What Section 7 Requires
Section 7 of the Arbitration and Conciliation Act, 1996 defines an arbitration agreement as an agreement by the parties to submit to arbitration all or certain disputes which have arisen or which may arise between them in respect of a defined legal relationship, whether contractual or not. Crucially, Section 7(3) requires the agreement to be in writing. Section 7(4) elaborates on what constitutes an agreement in writing: it is deemed to be in writing if it is contained in a document signed by the parties, or in an exchange of letters, telexes, telegrams, or other means of telecommunication including communication through electronic means which provide a record of the agreement, or in an exchange of statements of claim and defence in which the existence of the agreement is alleged by one party and not denied by the other. The key phrase is "exchange of letters or other means of telecommunication": this explicitly contemplates that correspondence, including email, can satisfy the writing requirement.
The Exelixi Management Case: Facts
Exelixi Management was the master franchisee for a toy brand and entered into negotiations with Nishi Retails to make it a sub-franchisee. The parties executed a Letter of Intent (LOI) in July 2014 which did not contain an arbitration clause. Nishi Retails paid an advance of Rs 24.76 lakhs on the basis of the LOI. In November 2014, Exelixi sent a draft franchise agreement by email to Nishi Retails for execution, requesting that it be signed and returned by courier. The draft agreement contained an arbitration clause. A dispute arose and Exelixi invoked arbitration. Nishi Retails challenged the arbitral award under Section 34, arguing that no valid arbitration agreement existed because the draft was never signed and returned. The arbitrator had held that the exchange of email and conduct constituted a valid arbitration agreement. Nishi Retails sought to set the award aside.
The High Court's Analysis
The Bombay High Court refused to set aside the award. It held that the absence of a physical signature on the draft franchise agreement does not automatically invalidate an arbitration agreement where the parties' subsequent conduct and correspondence indicates that both treated the agreement as governing their relationship. The Court affirmed the arbitrator's finding that an exchange of correspondence can constitute a valid arbitration agreement under Section 7. The Court's reasoning drew on the explicit text of Section 7(4), which contemplates communication through letters and electronic means as sufficient to satisfy the writing requirement.
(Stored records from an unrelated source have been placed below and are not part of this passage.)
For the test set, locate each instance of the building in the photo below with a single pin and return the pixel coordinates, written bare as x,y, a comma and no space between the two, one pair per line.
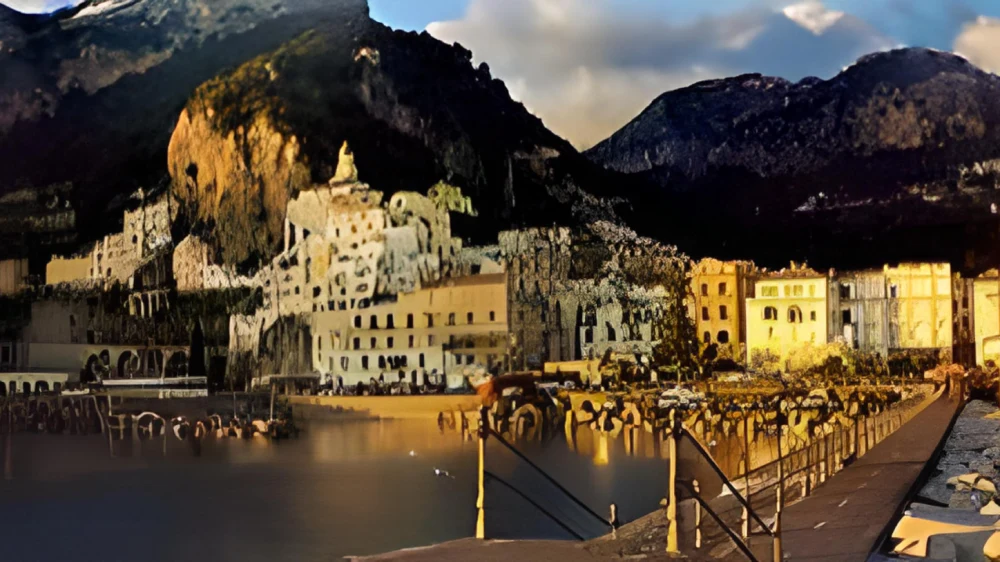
456,328
963,320
788,312
14,276
720,290
859,310
576,294
986,317
920,299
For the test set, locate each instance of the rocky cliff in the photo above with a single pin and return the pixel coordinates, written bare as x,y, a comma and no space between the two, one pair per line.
892,159
90,95
414,111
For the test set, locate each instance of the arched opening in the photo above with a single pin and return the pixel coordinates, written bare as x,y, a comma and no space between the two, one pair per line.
794,315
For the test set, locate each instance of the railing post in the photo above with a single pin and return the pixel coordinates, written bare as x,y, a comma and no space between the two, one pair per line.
697,516
779,501
481,500
672,546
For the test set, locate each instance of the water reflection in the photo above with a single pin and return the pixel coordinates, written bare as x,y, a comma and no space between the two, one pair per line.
339,489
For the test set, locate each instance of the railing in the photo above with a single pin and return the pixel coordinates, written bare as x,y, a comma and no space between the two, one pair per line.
794,474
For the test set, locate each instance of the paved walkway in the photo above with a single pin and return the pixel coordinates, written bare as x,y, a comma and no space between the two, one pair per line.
843,518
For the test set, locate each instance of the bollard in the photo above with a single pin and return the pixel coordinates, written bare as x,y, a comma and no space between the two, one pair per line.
672,546
481,500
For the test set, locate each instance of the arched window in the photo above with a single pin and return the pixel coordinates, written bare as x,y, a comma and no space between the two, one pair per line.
794,315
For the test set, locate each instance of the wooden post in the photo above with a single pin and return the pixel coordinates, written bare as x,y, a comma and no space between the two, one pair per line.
672,545
481,500
697,516
273,390
779,503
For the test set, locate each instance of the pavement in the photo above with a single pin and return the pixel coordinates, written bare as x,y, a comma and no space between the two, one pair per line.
844,518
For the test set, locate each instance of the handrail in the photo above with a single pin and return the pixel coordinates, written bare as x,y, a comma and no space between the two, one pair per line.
545,475
725,479
722,524
535,504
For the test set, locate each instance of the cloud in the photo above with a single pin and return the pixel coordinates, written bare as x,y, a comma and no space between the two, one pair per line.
587,67
979,42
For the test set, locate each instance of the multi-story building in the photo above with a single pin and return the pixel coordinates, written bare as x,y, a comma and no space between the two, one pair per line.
920,299
986,317
963,320
859,310
455,328
787,313
720,290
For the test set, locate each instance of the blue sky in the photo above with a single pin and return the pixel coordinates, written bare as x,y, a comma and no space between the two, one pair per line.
586,67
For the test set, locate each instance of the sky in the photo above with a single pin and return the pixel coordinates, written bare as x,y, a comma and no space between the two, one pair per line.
587,67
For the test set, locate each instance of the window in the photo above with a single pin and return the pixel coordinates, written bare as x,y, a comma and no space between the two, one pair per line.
795,315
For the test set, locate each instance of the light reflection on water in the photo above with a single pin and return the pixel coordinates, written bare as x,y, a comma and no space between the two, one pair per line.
340,488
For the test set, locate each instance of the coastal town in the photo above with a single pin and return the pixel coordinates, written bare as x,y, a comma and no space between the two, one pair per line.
369,293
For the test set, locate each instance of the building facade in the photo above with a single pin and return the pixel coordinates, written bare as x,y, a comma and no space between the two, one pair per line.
720,290
788,312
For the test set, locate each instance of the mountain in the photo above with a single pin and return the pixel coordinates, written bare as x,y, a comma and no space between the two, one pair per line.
90,95
235,106
895,158
414,111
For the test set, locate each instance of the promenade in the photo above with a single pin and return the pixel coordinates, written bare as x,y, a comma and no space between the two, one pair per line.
843,518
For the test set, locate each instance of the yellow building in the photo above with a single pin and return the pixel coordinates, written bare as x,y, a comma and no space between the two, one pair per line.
788,312
986,317
720,290
922,293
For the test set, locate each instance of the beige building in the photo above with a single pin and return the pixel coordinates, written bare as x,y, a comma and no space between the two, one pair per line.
13,275
720,290
787,313
456,328
922,293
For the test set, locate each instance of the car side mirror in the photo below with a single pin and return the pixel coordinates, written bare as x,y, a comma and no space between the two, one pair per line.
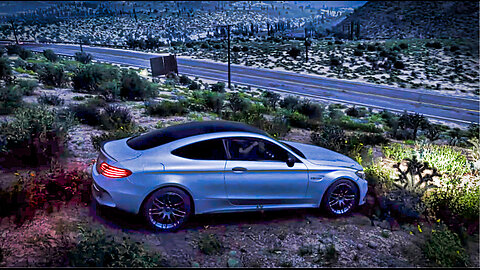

Physical execution of a contract bearing original signatures is not a mandatory precondition. What matters is whether the record of correspondence demonstrates that both parties agreed, even if informally, to refer disputes to arbitration.
Limits of the Ruling: When Correspondence Is Not Enough
The ruling does not mean that any email mentioning arbitration binds the parties. For correspondence to constitute a valid arbitration agreement under Section 7, the exchange must create a sufficiently clear record that both parties agreed to refer disputes to arbitration. A unilateral proposal to arbitrate that was never accepted by the other side will not suffice. Where the correspondence shows that the offeree explicitly refused the arbitration clause, or where the draft was sent but the parties instead entered into a separate signed agreement that omits the arbitration clause, the correspondence will likely be displaced by the final signed instrument. Courts also look at whether the parties conducted themselves consistently with the agreement: where a party proceeds under a draft, accepts deliveries or payments on its terms, and does not object to its provisions, that conduct reinforces the inference that the draft governed the relationship.
Practical Takeaways
The Exelixi Management ruling carries important lessons for businesses that regularly conduct commercial negotiations by email before executing formal agreements. First, where a draft agreement containing an arbitration clause is sent by email and the other party acts on it without objecting, there is a risk that the arbitration clause is binding even without a physically signed contract. Parties who wish to ensure that no contract, including its arbitration clause, is binding until a formal agreement is executed should include an explicit "subject to contract" notation in all pre-execution communications. Second, businesses that wish to preserve their right to arbitrate in situations where formal contracts are sometimes not executed should ensure that the key commercial correspondence contains explicit reference to the draft terms and reflects both parties' acceptance. Third, where an arbitration agreement is disputed at the Section 34 or Section 11 stage, parties should present the full sequence of pre-contract communications to demonstrate whether conduct and correspondence supports or undermines the claim of a binding arbitration agreement.